Re: Git and GCC

2007-12-05 Thread Jeff King
On Thu, Dec 06, 2007 at 01:47:54AM -0500, Jon Smirl wrote:

> The key to converting repositories of this size is RAM. 4GB minimum,
> more would be better. git-repack is not multi-threaded. There were a
> few attempts at making it multi-threaded but none were too successful.
> If I remember right, with loads of RAM, a repack on a 450MB repository
> was taking about five hours on a 2.8Ghz Core2. But this is something
> you only have to do once for the import. Later repacks will reuse the
> original deltas.

Actually, Nicolas put quite a bit of work into multi-threading the
repack process; the results have been in master for some time, and will
be in the soon-to-be-released v1.5.4.

The downside is that the threading partitions the object space, so the
resulting size is not necessarily as small (but I don't know that
anybody has done testing on large repos to find out how large the
difference is).

-Peff


Re: Git and GCC

2007-12-06 Thread Jeff King
On Thu, Dec 06, 2007 at 09:18:39AM -0500, Nicolas Pitre wrote:

> > The downside is that the threading partitions the object space, so the
> > resulting size is not necessarily as small (but I don't know that
> > anybody has done testing on large repos to find out how large the
> > difference is).
> 
> Quick guesstimate is in the 1% ballpark.

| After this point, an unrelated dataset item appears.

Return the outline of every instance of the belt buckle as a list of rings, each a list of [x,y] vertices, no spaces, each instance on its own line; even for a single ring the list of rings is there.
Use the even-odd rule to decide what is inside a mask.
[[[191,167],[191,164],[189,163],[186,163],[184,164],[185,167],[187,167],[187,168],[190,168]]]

Fortunately, we now have numbers. Harvey Harrison reported repacking the
gcc repo and getting these results:

> /usr/bin/time git repack -a -d -f --window=250 --depth=250
>
> 23266.37user 581.04system 7:41:25elapsed 86%CPU (0avgtext+0avgdata 
> 0maxresident)k
> 0inputs+0outputs (419835major+123275804minor)pagefaults 0swaps
>
> -r--r--r-- 1 hharrison hharrison  29091872 2007-12-06 07:26 
> pack-1d46ca030c3d6d6b95ad316deb922be06b167a3d.idx
> -r--r--r-- 1 hharrison hharrison 324094684 2007-12-06 07:26 
> pack-1d46ca030c3d6d6b95ad316deb922be06b167a3d.pack

I tried the threaded repack with pack.threads = 3 on a dual-processor
machine, and got:

  time git repack -a -d -f --window=250 --depth=250

  real309m59.849s
  user377m43.948s
  sys 8m23.319s

  -r--r--r-- 1 peff peff  28570088 2007-12-06 10:11 
pack-1fa336f33126d762988ed6fc3f44ecbe0209da3c.idx
  -r--r--r-- 1 peff peff 339922573 2007-12-06 10:11 
pack-1fa336f33126d762988ed6fc3f44ecbe0209da3c.pack

So it is about 5% bigger. What is really disappointing is that we saved
only about 20% of the time. I didn't sit around watching the stages, but
my guess is that we spent a long time in the single threaded "writing
objects" stage with a thrashing delta cache.

-Peff


Re: Git and GCC

2007-12-06 Thread Jeff King
On Thu, Dec 06, 2007 at 01:02:58PM -0500, Nicolas Pitre wrote:

> > What is really disappointing is that we saved
> > only about 20% of the time. I didn't sit around watching the stages, but
> > my guess is that we spent a long time in the single threaded "writing
> > objects" stage with a thrashing delta cache.
> 
> Maybe you should run the non threaded repack on the same machine to have 
> a good comparison.

Sorry, I should have been more clear. By "saved" I meant "we needed N
minutes of CPU time, but took only M minutes of real time to use it."
IOW, if we assume that the threading had zero overhead and that we were
completely CPU bound, then the task would have taken N minutes of real
time. And obviously those assumptions aren't true, but I was attempting
to say "it would have been at most N minutes of real time to do it
single-threaded."

> And if you have only 2 CPUs, you will have better performances with
> pack.threads = 2, otherwise there'll be wasteful task switching going
> on.

Yes, but balanced by one thread running out of data way earlier than the
other, and completing the task with only one CPU. I am doing a 4-thread
test on a quad-CPU right now, and I will also try it with threads=1 and
threads=6 for comparison.

> And of course, if the delta cache is being trashed, that might be due to 
> the way the existing pack was previously packed.  Hence the current pack 
> might impact object _access_ when repacking them.  So for a really 
> really fair performance comparison, you'd have to preserve the original 
> pack and swap it back before each repack attempt.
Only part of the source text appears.